Many children are initially fascinated or even indifferent to the various worms, bugs, and spiders found in nature, but acquire a fear of these things as the kids grow older. There is no logical reason for these fears to appear.
One hypothesis states that humans have an inate instinct that triggers arachnaphobia in some people. This view is highly controversial, though. This might be linked to studies that have shown we tend to dislike angular shapes, dark colors, and unpredictable motion. We’d rather have rounded shapes, lighter colors, and animals that seem more like us. The science is still out about human dislike of spiders.

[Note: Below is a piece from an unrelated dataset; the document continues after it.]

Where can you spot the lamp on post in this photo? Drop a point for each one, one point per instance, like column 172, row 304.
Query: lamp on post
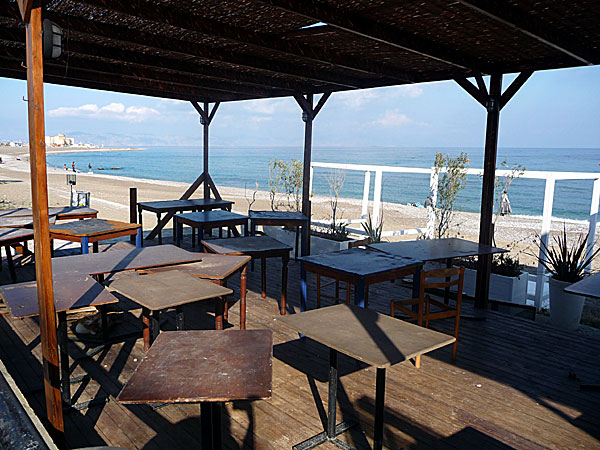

Because I respect and like spiders, I don’t kill them. If one is in an inconvenient place in my house, I practice catch and release. I have a plastic cup and thin cardboard set aside in order to capture insects and spiders. I quickly place the cup over the creature. Then slowly slide the cardboard or paper under the lip of the cup so as to create a “lid”. I slide the cardboard slowly so as to prevent harm to the bug’s legs. Without causing a gap between the cardboard and the cup, pick up the cup. Bring it outdoors and release the creature onto a tree or shrubbery.
In the meantime, I hope more people will lose their fear of spiders and nature. Appreciation and respect for our fellow sentient beings leads to more wholesome, happy life experiences.
The Blue Jay of Happiness likes what Donna Lynn Hope had to say about spiders. “Spiders are anti-social, keep pests under control, and mostly mind their own business, but they somehow summon fear in humans who are far more dangerous, deceitful and have hurt more people. Of the two I’m more suspicious about the latter.”